First 5 minutes of hell

The MPI standard assumes that the underlying communication is realiable and all messages sent are also received correctly. The transmission problems are not programmer’s concern. Also the MPI library does not provide any mechanisms to handle the MPI errors (e.g. SW or HW crash resulting in immediate termination of the MPI process). By default, a serious failure aborts every process in the program.

This note is about, what happens if there is an algorithmic error (non-existing destination, invalid communicator, buffer too small) or resource error (too many pending messages, system buffers exhausted etc.)

MPI functions return MPI_SUCCESS on success run (all other returns are made via function arguments).

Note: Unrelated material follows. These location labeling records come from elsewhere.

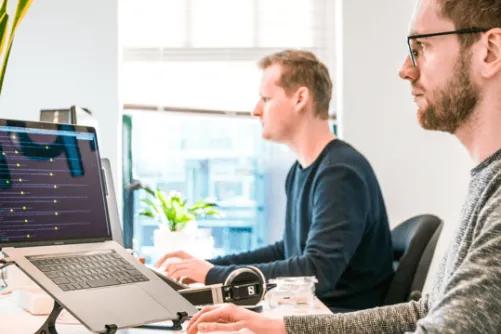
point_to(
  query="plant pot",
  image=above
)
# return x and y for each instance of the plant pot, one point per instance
(194, 242)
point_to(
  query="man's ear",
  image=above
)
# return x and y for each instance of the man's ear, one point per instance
(302, 98)
(492, 59)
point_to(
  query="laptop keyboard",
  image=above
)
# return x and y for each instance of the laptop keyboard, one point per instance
(78, 271)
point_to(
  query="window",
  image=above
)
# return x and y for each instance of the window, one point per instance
(189, 81)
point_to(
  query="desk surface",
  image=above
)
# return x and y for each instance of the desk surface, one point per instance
(14, 319)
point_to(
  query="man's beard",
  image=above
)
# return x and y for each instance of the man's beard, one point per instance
(455, 103)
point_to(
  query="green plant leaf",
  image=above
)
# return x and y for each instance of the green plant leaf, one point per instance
(4, 21)
(21, 10)
(147, 213)
(150, 191)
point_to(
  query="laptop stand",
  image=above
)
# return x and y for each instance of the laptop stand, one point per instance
(49, 327)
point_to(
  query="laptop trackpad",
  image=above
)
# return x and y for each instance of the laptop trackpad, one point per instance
(123, 306)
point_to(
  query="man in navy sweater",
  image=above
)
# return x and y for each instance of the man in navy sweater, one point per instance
(336, 224)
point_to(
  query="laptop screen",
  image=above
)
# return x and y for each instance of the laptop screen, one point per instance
(51, 186)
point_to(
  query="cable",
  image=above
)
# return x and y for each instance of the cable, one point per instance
(5, 263)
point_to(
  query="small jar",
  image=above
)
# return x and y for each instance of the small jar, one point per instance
(292, 291)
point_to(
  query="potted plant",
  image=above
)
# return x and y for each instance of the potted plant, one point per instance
(177, 222)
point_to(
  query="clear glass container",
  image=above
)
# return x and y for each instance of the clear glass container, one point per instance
(292, 291)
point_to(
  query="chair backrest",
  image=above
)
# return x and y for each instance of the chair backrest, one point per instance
(414, 243)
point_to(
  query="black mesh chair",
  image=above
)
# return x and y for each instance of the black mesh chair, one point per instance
(414, 243)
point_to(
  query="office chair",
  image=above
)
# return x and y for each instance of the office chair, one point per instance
(414, 243)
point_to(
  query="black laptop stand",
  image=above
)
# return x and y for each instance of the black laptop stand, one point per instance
(49, 327)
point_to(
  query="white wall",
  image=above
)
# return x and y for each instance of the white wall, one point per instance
(420, 172)
(65, 53)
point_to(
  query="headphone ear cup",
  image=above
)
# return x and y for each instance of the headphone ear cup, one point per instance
(248, 275)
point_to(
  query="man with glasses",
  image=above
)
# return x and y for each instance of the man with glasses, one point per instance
(454, 68)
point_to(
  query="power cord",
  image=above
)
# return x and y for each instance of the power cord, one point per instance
(5, 263)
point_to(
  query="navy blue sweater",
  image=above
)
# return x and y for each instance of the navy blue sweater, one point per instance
(336, 229)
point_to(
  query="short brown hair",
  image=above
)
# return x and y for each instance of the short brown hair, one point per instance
(302, 68)
(468, 14)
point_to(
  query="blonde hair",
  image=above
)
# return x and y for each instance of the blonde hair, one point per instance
(302, 68)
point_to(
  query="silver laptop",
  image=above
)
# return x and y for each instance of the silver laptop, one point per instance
(54, 223)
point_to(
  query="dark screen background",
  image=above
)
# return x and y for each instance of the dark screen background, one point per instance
(50, 186)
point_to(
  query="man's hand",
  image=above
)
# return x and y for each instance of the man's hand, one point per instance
(180, 264)
(231, 318)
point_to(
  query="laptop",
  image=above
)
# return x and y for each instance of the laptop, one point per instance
(54, 223)
(111, 202)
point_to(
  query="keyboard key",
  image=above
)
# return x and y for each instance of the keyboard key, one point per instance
(103, 282)
(52, 274)
(60, 280)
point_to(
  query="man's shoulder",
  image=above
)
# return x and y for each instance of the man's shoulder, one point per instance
(342, 155)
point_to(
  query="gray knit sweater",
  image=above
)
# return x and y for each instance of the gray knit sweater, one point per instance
(466, 293)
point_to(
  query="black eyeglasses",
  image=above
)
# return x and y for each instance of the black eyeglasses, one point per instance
(457, 32)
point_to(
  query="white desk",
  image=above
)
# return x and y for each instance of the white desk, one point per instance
(15, 320)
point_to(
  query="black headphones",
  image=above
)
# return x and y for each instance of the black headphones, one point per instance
(245, 286)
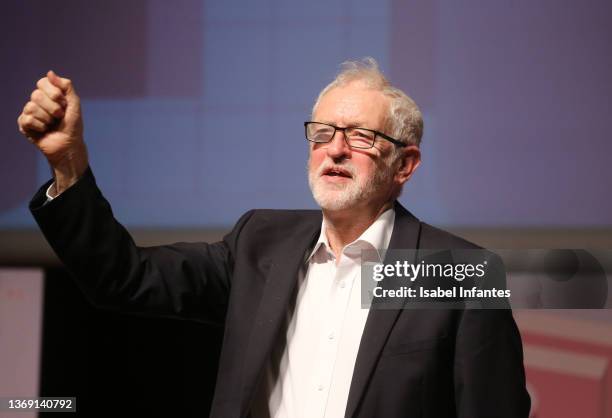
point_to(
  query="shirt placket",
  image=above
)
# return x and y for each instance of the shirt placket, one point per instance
(336, 306)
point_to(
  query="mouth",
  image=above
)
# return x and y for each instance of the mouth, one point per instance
(336, 172)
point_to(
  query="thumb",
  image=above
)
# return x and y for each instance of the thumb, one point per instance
(64, 84)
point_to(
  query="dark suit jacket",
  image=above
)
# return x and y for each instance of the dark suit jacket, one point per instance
(411, 363)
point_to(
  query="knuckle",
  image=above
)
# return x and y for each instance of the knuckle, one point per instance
(29, 108)
(57, 112)
(35, 96)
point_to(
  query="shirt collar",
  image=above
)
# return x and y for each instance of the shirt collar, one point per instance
(377, 236)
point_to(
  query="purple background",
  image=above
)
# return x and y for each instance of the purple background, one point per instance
(193, 109)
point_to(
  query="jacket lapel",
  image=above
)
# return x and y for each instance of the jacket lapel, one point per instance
(275, 302)
(405, 235)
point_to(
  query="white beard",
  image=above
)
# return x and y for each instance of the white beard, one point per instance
(333, 197)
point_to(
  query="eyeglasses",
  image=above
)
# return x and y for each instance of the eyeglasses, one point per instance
(358, 138)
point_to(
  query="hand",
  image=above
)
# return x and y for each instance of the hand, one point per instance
(52, 121)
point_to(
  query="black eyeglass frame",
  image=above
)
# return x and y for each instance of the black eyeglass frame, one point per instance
(336, 128)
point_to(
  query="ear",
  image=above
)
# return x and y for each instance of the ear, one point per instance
(409, 161)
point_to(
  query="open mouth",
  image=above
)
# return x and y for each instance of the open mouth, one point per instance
(337, 172)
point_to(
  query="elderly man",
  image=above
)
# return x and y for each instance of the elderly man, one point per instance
(285, 284)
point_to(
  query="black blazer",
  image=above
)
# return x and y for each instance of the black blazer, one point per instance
(411, 363)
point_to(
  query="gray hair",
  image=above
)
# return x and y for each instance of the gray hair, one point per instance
(404, 121)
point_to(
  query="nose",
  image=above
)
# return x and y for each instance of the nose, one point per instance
(338, 146)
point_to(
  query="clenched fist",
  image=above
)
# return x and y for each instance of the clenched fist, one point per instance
(52, 121)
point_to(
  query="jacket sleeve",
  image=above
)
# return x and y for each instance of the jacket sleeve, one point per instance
(489, 371)
(186, 280)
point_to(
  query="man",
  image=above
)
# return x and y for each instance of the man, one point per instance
(285, 284)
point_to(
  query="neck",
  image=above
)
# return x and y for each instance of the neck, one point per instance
(344, 226)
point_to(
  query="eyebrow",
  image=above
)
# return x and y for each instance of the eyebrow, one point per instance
(358, 124)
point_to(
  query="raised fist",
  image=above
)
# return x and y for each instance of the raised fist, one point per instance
(52, 121)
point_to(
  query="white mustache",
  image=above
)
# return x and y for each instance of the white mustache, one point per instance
(349, 168)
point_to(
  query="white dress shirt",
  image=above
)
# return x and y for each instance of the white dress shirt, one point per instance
(310, 376)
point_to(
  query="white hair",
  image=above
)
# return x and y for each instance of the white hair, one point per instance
(404, 120)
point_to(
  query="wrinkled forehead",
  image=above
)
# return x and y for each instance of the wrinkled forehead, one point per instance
(353, 104)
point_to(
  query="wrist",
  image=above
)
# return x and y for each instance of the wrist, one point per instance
(68, 171)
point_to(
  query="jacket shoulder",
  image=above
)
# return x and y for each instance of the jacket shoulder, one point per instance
(432, 237)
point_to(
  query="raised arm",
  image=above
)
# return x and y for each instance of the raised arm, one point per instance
(187, 280)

If there is an error the specified error handler is invoked, which determines, what will happen next.

We can attach error handlers to communicators (to groups of processes) to specify the level of error handling in this communicator group:

  • MPI_ERRORS_ARE_FATAL - this is default (for the MPI_COMM_WORLD)
    • it calls the MPI_Abort internally, the function never returns (so we don’t know anything) and all processes die
  • MPI_ERRORS_RETURN
    • does nothing, the function returns the error code (instead of MPI_SUCCESS), where it could be inspected
    • but the state of the MPI computation is undefined, so we should not perform any other MPI calls
    • we can log the error and terminate peacefully
  • MPI_ERRORS_ABORT
    • same idea as MPI_ERRORS_ARE_FATAL, but only in the affected communicator (the rest of the system runs normally)

How to connect the error handler?

  • using the MPI_Comm_set_errhandler function

Programmers can also specify their own error handlers. But even then, the state of the MPI computation is undefined.

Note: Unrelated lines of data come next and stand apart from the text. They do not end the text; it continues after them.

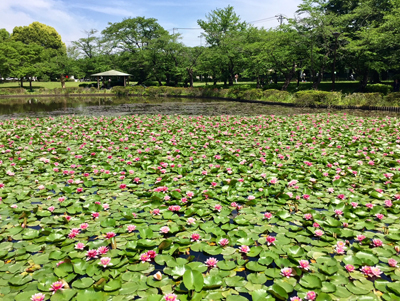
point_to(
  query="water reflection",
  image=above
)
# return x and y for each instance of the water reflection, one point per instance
(97, 106)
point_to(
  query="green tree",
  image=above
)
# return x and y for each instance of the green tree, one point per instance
(46, 37)
(226, 35)
(4, 35)
(20, 60)
(134, 38)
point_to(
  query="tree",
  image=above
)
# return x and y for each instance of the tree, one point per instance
(219, 23)
(316, 27)
(225, 33)
(4, 35)
(46, 37)
(133, 38)
(20, 60)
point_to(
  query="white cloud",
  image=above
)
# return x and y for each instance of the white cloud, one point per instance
(72, 17)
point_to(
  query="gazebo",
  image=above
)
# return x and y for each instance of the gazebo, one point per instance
(110, 73)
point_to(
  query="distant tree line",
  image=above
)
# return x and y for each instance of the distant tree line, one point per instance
(362, 37)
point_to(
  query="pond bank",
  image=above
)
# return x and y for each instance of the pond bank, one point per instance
(263, 102)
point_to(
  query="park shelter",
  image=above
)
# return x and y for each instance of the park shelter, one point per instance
(110, 73)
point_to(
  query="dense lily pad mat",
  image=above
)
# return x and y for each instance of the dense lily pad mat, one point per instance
(200, 208)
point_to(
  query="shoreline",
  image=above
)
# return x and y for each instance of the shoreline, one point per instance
(338, 107)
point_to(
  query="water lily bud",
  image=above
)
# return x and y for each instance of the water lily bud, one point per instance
(158, 276)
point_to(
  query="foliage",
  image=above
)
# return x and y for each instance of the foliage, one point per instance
(312, 97)
(205, 208)
(380, 88)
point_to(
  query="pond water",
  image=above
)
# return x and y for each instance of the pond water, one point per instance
(109, 106)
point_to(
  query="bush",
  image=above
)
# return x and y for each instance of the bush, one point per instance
(393, 98)
(379, 88)
(277, 95)
(253, 94)
(119, 90)
(10, 91)
(312, 97)
(363, 99)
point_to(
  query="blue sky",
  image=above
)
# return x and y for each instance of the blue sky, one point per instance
(71, 17)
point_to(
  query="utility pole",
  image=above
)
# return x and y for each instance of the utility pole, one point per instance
(280, 18)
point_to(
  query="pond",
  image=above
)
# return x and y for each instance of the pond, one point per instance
(116, 106)
(169, 207)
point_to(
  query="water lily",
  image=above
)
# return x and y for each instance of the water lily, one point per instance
(38, 297)
(158, 276)
(164, 229)
(105, 262)
(268, 215)
(171, 297)
(223, 242)
(270, 240)
(55, 286)
(244, 249)
(211, 262)
(304, 264)
(287, 272)
(311, 295)
(191, 221)
(195, 237)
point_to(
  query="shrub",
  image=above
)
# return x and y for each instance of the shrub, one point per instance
(277, 95)
(253, 94)
(119, 90)
(9, 91)
(380, 88)
(312, 97)
(137, 90)
(363, 99)
(393, 98)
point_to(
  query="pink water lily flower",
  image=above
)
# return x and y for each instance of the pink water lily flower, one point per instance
(145, 258)
(79, 246)
(171, 297)
(211, 262)
(110, 235)
(304, 264)
(105, 262)
(218, 207)
(131, 228)
(38, 297)
(393, 263)
(91, 254)
(195, 237)
(102, 250)
(311, 296)
(191, 221)
(223, 242)
(244, 249)
(319, 233)
(287, 272)
(270, 240)
(377, 243)
(308, 216)
(58, 285)
(164, 230)
(268, 215)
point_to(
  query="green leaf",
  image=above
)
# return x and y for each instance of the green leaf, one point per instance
(310, 281)
(83, 283)
(113, 285)
(193, 280)
(278, 292)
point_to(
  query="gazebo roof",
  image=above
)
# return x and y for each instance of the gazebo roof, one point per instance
(111, 73)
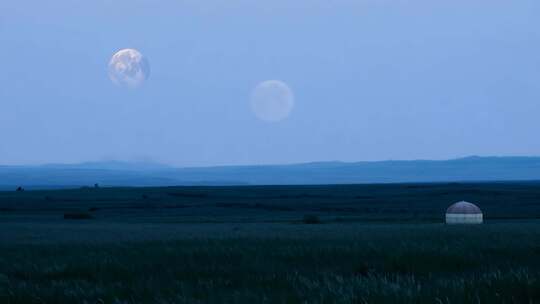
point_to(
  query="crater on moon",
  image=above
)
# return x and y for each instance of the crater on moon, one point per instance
(128, 68)
(272, 100)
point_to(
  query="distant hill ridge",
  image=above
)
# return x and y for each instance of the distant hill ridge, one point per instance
(118, 173)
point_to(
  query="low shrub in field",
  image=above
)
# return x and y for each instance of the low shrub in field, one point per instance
(311, 219)
(77, 216)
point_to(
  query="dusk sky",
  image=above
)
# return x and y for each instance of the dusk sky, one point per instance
(372, 80)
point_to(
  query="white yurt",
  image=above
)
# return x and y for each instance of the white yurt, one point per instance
(464, 213)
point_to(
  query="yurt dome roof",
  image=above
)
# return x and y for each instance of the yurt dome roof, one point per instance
(463, 208)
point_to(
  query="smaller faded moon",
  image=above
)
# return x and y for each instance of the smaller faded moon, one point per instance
(272, 100)
(128, 68)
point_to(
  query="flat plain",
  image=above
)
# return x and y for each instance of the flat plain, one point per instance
(278, 244)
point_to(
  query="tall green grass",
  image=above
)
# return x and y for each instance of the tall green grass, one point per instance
(496, 263)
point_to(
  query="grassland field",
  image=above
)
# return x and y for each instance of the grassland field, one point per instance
(372, 244)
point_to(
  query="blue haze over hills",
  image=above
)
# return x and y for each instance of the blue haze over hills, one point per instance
(149, 174)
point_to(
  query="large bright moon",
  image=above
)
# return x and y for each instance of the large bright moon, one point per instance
(129, 68)
(272, 100)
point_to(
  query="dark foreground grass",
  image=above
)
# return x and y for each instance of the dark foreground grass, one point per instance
(428, 263)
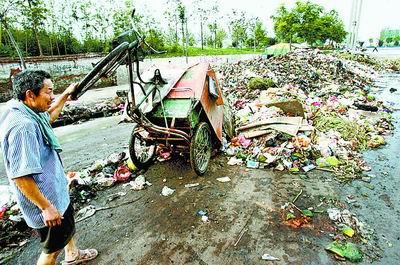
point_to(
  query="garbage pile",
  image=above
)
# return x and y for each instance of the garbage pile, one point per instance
(302, 111)
(78, 111)
(117, 167)
(84, 185)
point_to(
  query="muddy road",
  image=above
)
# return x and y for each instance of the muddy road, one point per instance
(245, 216)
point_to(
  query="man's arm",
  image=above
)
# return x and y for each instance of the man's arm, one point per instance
(58, 104)
(28, 187)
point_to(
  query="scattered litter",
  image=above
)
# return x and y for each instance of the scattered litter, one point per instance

Reliability assumptions of the MPI standard

MPI assumes that the underlying communication is reliable:

  • A message that has been sent is always received correctly.
  • The user does not need to check for transmission errors, time-outs, or similar conditions.
  • MPI provides no mechanisms for dealing with transmission failures in the communication system.

If the MPI implementation is built on an unreliable underlying mechanism, it is the implementer’s responsibility to insulate the user from that unreliability and to surface only unrecoverable transmission failures.

Similarly, MPI itself provides no mechanism for handling MPI process failures (a software or hardware crash that causes a process to terminate unexpectedly). MPI is fundamentally pessimistic with respect to communication errors: by default, a serious failure aborts every process in the program.

What can still go wrong

Even with reliable transport, MPI programs may contain:

  • User / algorithmic errors: an MPI call made with an incorrect argument - non-existing destination in a send, buffer too small in a receive, invalid communicator, etc. These would occur in any implementation.
  • Resource errors: the program exceeds available system resources - too many pending messages, exhausted system buffers. Occurrence depends on the system and its allocation mechanism, so it differs from one platform to another. A high-quality implementation provides generous resource limits to alleviate this portability issue.

Return codes

Almost all MPI calls return an integer code indicating success or failure of the operation:

  • On success: MPI_SUCCESS is returned.
  • On failure: an error code is returned.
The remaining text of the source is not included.